Basic Education Minister Angie Motshekga had said it was part of a national effort in responding to HIV, STIs and TB, and was based on the best available evidence coupled with wide consultation over a number of years.

MSF yesterday said pupils and teachers at its established school health programme in King Cetshwayo District, KZN, were frustrated at the impact of the delay of the roll-out of the policy: “One of the letter writers is Thandiwe Shembe, a parent and teacher who feels ‘it’s a good thing that services like HIV testing go to schools, because we as parents might find it awkward to take our children to the hospitals. 

"And teenagers have their own problems as they are growing up and maybe they can't approach us as parents because they are afraid of the reaction.'"

MSF is now making an urgent call on the DBE to release clear guidelines on the implementation of school-based SRH services, ensuring that these instructions reflect learner preferences and the experience of existing school health programmes,” MSF said.

The department did not respond to questions by deadline.

At the time the policy was approved, it was estimated that seven million people were HIV-positive, with about 270 000 new HIV infections and 450 000 new TB infections annually.

The policy allowed for pupils to have discreet access to male and female condoms and information on how to use them.

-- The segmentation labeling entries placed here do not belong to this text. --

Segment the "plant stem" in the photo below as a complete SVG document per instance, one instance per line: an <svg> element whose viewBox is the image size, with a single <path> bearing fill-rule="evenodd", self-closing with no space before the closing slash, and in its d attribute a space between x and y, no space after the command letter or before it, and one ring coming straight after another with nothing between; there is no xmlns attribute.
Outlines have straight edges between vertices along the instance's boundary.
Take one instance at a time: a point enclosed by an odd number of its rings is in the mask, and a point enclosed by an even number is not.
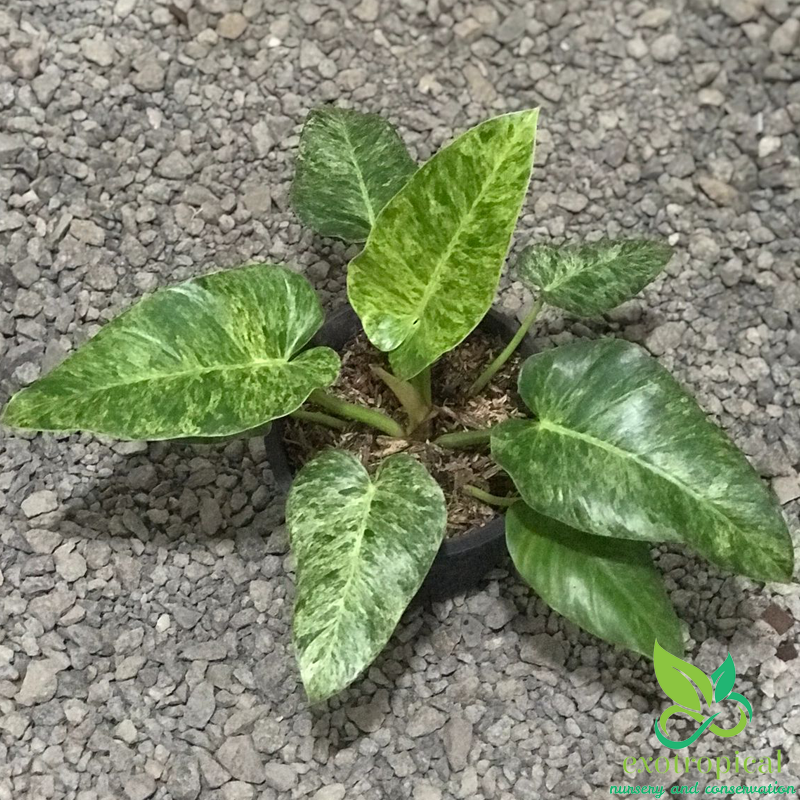
<svg viewBox="0 0 800 800"><path fill-rule="evenodd" d="M544 305L544 297L540 296L537 298L536 302L533 304L533 308L528 312L528 315L525 317L524 320L520 323L519 330L514 334L514 338L506 345L505 349L502 353L500 353L491 364L478 376L475 383L469 387L469 391L467 394L470 397L475 397L478 392L486 386L489 381L494 378L497 374L498 370L503 366L503 364L508 361L511 357L511 354L519 347L519 343L525 338L525 334L528 332L528 329L533 325L536 321L536 317L539 316L539 312L542 310L542 306Z"/></svg>
<svg viewBox="0 0 800 800"><path fill-rule="evenodd" d="M343 419L336 419L336 417L332 417L330 414L323 414L321 411L306 411L298 408L297 411L292 411L289 416L301 419L304 422L315 422L317 425L335 428L337 431L343 431L347 427L347 423Z"/></svg>
<svg viewBox="0 0 800 800"><path fill-rule="evenodd" d="M473 447L474 445L488 444L491 435L491 428L485 428L480 431L443 433L437 439L434 439L433 443L438 444L439 447Z"/></svg>
<svg viewBox="0 0 800 800"><path fill-rule="evenodd" d="M355 403L348 403L324 392L322 389L314 389L308 399L332 414L337 414L345 419L354 419L356 422L363 422L365 425L371 425L373 428L377 428L379 431L383 431L383 433L394 436L397 439L403 438L403 429L400 424L382 411L357 406Z"/></svg>
<svg viewBox="0 0 800 800"><path fill-rule="evenodd" d="M408 414L408 432L415 431L431 413L430 405L425 402L411 381L401 380L376 364L372 364L370 369L389 387Z"/></svg>
<svg viewBox="0 0 800 800"><path fill-rule="evenodd" d="M430 407L433 402L431 396L431 368L429 366L425 367L425 369L415 378L412 378L409 383L419 392L425 404Z"/></svg>
<svg viewBox="0 0 800 800"><path fill-rule="evenodd" d="M519 497L498 497L496 494L484 492L483 489L479 489L477 486L462 486L461 489L464 494L471 495L477 500L487 503L490 506L502 506L507 508L508 506L513 506L514 503L519 500Z"/></svg>

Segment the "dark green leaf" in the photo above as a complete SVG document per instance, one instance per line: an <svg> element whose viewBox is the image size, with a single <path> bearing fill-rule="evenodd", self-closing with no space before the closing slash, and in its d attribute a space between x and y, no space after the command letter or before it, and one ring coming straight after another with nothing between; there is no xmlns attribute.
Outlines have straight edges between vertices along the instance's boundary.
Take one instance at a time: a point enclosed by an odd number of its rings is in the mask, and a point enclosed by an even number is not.
<svg viewBox="0 0 800 800"><path fill-rule="evenodd" d="M680 622L644 542L582 533L523 502L508 510L506 542L523 580L579 627L648 658L656 638L683 653Z"/></svg>
<svg viewBox="0 0 800 800"><path fill-rule="evenodd" d="M344 108L317 108L300 137L294 207L317 233L363 242L380 210L416 168L387 120Z"/></svg>
<svg viewBox="0 0 800 800"><path fill-rule="evenodd" d="M667 266L672 248L645 239L580 246L526 247L520 280L538 287L548 303L579 316L610 311L638 294Z"/></svg>
<svg viewBox="0 0 800 800"><path fill-rule="evenodd" d="M409 380L492 304L533 164L537 111L490 119L423 165L350 263L350 303Z"/></svg>
<svg viewBox="0 0 800 800"><path fill-rule="evenodd" d="M444 495L418 461L385 459L370 478L329 450L306 464L286 522L297 558L294 640L316 702L341 691L392 635L439 550Z"/></svg>
<svg viewBox="0 0 800 800"><path fill-rule="evenodd" d="M264 425L332 383L327 347L296 355L322 323L301 275L258 264L162 289L108 323L2 421L119 439L224 437Z"/></svg>
<svg viewBox="0 0 800 800"><path fill-rule="evenodd" d="M760 580L789 580L780 508L747 459L640 347L605 339L529 358L535 420L492 435L528 505L579 530L689 545Z"/></svg>

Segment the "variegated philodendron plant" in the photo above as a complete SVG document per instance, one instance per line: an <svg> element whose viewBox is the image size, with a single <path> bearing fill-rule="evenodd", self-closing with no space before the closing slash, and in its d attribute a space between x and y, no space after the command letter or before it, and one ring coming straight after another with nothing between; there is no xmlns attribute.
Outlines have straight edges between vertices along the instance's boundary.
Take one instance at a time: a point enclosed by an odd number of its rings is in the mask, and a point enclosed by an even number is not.
<svg viewBox="0 0 800 800"><path fill-rule="evenodd" d="M323 321L308 281L254 264L162 289L15 395L3 421L120 439L219 439L295 416L419 436L433 411L431 365L489 310L533 166L537 111L487 120L417 167L392 126L336 108L305 123L293 188L313 230L365 242L347 275L395 419L328 391L339 356L309 347ZM517 336L472 385L478 394L547 303L594 316L629 299L671 256L646 240L524 249L536 294ZM726 435L640 347L601 338L529 358L530 410L491 430L445 434L489 446L519 496L508 549L522 578L590 633L649 656L683 654L678 618L650 558L686 545L725 570L788 581L791 539L769 490ZM442 490L411 455L372 473L329 450L297 475L287 505L297 563L294 638L309 698L339 692L372 662L428 572L445 532Z"/></svg>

“In June 2017, the DBE released a policy committing to provide high school learners with comprehensive sexual education and direct health services at schools. 

"Eight months to that date, MSF alerted the media to our concerns over DBE’s failure to provide implementation guidance on the national policy on HIV, STIs and TB, as it... put learners at risk of contracting HIV and STIs, and limits them from accessing health services,” MSF said.